For the short term, he said new-car margins will persist in shrinking, while he expects interest rates to remain steady and government regulation to continue increasing.
"With an economic forecast like that, it's only natural to consider sitting tight and waiting out the storm," he explained in DealerTracking. "That could be a losing strategy. Many dealers have already told me that they plan to rely on increased revenue and profit generated by their F&I and fixed operations to get them through the rough times ahead. It is likely that the economic pressures bearing down on the auto industry in 2007 will affect every component of their business.
"In addition to the F&I and fixed operations, the used-vehicle business will provide a significant opportunity to increase profitability," he said. "In brief, here's what the stats reveal: The supply of used vehicles (one to five years old) will begin climbing in the second half of 2007. The supply of these used vehicles will be significantly higher in 2008 and 2009.
"At the same time, used-vehicle prices will continue to strengthen. That's a rare win-win opportunity that most dealers would like to jump on," he highlighted.
As technology evolves and becomes even more popular in the industry, Sundaram said it will be increasingly difficult for dealers and used-car managers to simply rely on gut instinct for making business decisions.

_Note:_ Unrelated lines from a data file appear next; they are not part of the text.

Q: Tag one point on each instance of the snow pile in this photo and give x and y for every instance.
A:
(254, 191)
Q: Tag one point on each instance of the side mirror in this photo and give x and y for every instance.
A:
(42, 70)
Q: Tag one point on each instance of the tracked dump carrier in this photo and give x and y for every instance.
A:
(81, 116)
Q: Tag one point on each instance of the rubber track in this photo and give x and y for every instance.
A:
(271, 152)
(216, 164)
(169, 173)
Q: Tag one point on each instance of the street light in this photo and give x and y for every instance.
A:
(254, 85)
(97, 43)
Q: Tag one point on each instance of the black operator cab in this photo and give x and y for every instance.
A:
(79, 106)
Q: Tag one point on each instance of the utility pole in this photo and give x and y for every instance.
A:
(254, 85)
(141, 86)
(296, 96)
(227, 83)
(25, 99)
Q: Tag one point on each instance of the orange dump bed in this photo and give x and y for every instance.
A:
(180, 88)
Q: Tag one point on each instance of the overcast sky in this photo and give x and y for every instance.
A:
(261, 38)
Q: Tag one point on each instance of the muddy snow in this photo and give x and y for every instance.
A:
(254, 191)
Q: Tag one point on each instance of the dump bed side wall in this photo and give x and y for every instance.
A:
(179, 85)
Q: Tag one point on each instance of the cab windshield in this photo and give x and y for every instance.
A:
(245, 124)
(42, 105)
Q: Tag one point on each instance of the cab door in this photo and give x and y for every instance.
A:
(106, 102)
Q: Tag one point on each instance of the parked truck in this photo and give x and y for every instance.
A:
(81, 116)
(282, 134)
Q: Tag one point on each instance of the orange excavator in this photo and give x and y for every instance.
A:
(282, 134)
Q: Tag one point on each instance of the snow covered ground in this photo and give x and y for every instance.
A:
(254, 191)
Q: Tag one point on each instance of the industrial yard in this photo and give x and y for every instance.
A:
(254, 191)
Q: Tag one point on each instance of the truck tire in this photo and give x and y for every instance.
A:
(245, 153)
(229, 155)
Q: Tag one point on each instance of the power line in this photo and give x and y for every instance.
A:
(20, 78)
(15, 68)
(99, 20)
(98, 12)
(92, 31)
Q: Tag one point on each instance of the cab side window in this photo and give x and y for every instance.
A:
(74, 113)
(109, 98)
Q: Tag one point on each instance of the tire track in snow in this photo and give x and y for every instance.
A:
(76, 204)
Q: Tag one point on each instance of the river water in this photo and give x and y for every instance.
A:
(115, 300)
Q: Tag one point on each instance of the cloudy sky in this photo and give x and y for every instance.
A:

"For Tim Paasch, who oversees the used-car inventory for Victory, analytic technology has become an indispensable tool for making sure the right cars are in the right stores at the right time," Sundaram pointed out. Victory Automotive Group has 22 stores in eight states.
"The analytics tell him what's needed at which stores," he noted. "They tell him which cars he needs to buy and which cars he needs to sell. He can analyze by model and change the parameters from 45 days to 90 days. He can also find out how many cars were sold by Victory dealerships in the past 90 days and which models were the top sellers. Then he can dig down deeper and find out which colors and which options are hot at which store."
Concluding his article, Sundaram said, "My own prediction is that early adopters of analytics and technology will gain a competitive advantage in the retail automotive market. Since that market seems poised for an upward surge in used-vehicle business, inventory management will be a critical capability."
For Sundaram's complete article and more from DealerTracking, visit .
DealerTrack Shares 1Q Financial Results
The company reported $51.7 million in GAAP revenue for the quarter, up 36 percent from $37.9 million in the same period of 2006.
As for net income reached $4.8 million, up 40 percent from $3.4 million in the same quarter of 2006.
"Our first-quarter results represent strong performance from both subscription and transaction businesses and our ability to drive revenue while controlling costs," explained O'Neil.
"Our growth momentum is fueled by ongoing traction in the expansion of our network, products and services, and the powerful value proposition of our on-demand solutions for the automotive retail industry," he continued.
As of March 31, executives said there were 22,642 active dealers in the company's network, up 4 percent from 21,794 the year prior.
Furthermore, the number of active finance sources hit 344, up 61 percent from the previous year. Meanwhile, the number of transactions processed in the network for the quarter was about 22.7 million, a 45-percent increase from about 15.7 million in 2006.
Moreover, the number of revenue-generating subscriptions in the network came in at 23,267, up 42 percent. Officials pointed out that about 50 percent of active dealers in the network have one or more of DealerTrack's subscription products.